189 Schwabe: Aachen Ende 2. WK, a. a. O., S. 29.

Was war geschehen? Wie verhielt sich dieser Stimmungswandel bei der amerikanischen Militärregierung zu der im ganzen durchaus besatzungsfreundlichen und nazifeindlichen Haltung der meisten Aachener? Hatte diese drastische Verschärfung der Haltung der amerikanischen "Besatzer" etwas mit der Ardennenoffensive zu tun? Oder mit dem allmählichen Bekanntwerden des ganzen Ausmaßes der vom Hitlerregime begangenen Greuel?

[...]

Diese Aufgabe, so wurde mit einem Seitenblick auf Aachen geltend gemacht, brächte die Militärbehörden aber vollends in Verlegenheit: Wenn wir Persönlichkeiten der Rechten gestatten, die Verwaltung zu beherrschen, werden wir von links her kritisiert; wenn wir Linke heranlassen, kritisiert man uns von rechts... [...] [Anm. 13]

Dieser Hilferuf sollte in Washington nicht unbeantwortet bleiben. Die Antwort erfolgte am Ende einer erregten inneramerikanischen Diskussion um die Deutschlandfrage auf höchster Regierungsebene - und dieses ist der dritte und letzte Aspekt, der an dieser Stelle gewürdigt werden soll. Unter der Gefahr der Vereinfachung soll der Gang dieser Debatte hier in größtmöglicher Kürze angedeutet werden: [...] [Anm. 14]

Die ideologische Denkrichtung erhielt zunächst von Präsident Roosevelt selbst ihre Stichworte. Diesem ging es vornehmlich darum, die Deutschen ihre Niederlage dieses mal, anders als nach dem 1. Weltkrieg, wirklich spüren zu lassen und ihnen damit ihre militaristische Mentalität auszutreiben: [...] Die Aufdeckung der nationalsozialistischen Konzentrations- und Vernichtungslager lieferte einer solchen Politik zusätzliche Argumente.
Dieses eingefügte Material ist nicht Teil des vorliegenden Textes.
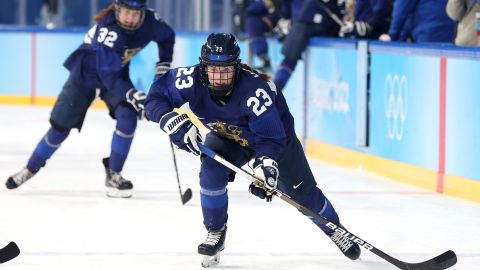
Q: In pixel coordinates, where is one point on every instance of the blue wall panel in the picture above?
(15, 67)
(404, 108)
(463, 118)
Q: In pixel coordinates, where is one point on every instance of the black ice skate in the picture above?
(212, 247)
(117, 186)
(19, 178)
(348, 248)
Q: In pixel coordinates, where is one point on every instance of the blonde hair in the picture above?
(104, 12)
Roosevelts Finanzminister und Freund Henry Morgenthau mit seinem bekannten Plan einer industriellen Entwaffnung Deutschlands ergänzte diese Politik durch eine wirtschaftliche Dimension.

[...]

Aus der kriegspsychologischen - man kann auch sagen propagandistischen - Sicht erschien eine harte und rein repressive Besatzungspolitik schädlich, ja kriegsverlängernd; [...] [Anm. 15]

[...]

Der Konflikt zwischen den Ideologen und den Pragmatikern in Washington tobte ein halbes Jahr lang. Er endete am 23. März 1945 mit einem von Roosevelt gebilligten Kompromiss - die Grundlage der amerikanischen Besatzungsdirektive JSC 1067 -, der militärisch-besatzungtechnisch-pragmatische Bedürfnisse mitberücksichtigte.
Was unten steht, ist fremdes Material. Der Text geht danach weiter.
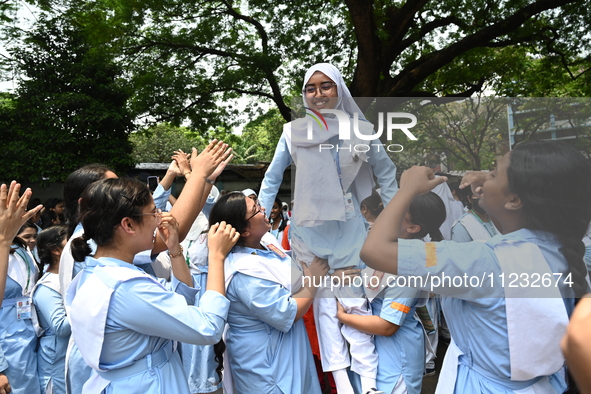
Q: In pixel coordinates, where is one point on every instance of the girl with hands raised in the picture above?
(539, 193)
(18, 274)
(268, 295)
(125, 322)
(13, 214)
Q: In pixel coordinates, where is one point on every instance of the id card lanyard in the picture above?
(347, 197)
13. McSherry an Murphy, 31.3.1945, NA.

14. Hierzu immer noch die grundlegende Studie von Paul Y. Hammond, Directives for Germany, in Harold Stein (Hg.): American Civil Military Decisions. A Book of Case Studies, Birmingham, Al., 1963, S. 314ff.; auch Pabst, S. 38 ff.

15. Schreiben McClures, Leiter der Abteilung für psychologische Kriegführung, 7.10.1944, NA.

Anmerkungen

Die Quelle ist in Fn. 189 - für ein wörtliches (leicht fehlerhaftes) Zitat am Anfang - genannt, doch wird auch der gesamte folgende Seiteninhalt (zwar gerafft und stärker umformuliert aber dennoch klar erkennbar) ebenfalls daraus übernommen.

Das Zitat geht nicht mit in die Zeilenzählung ein.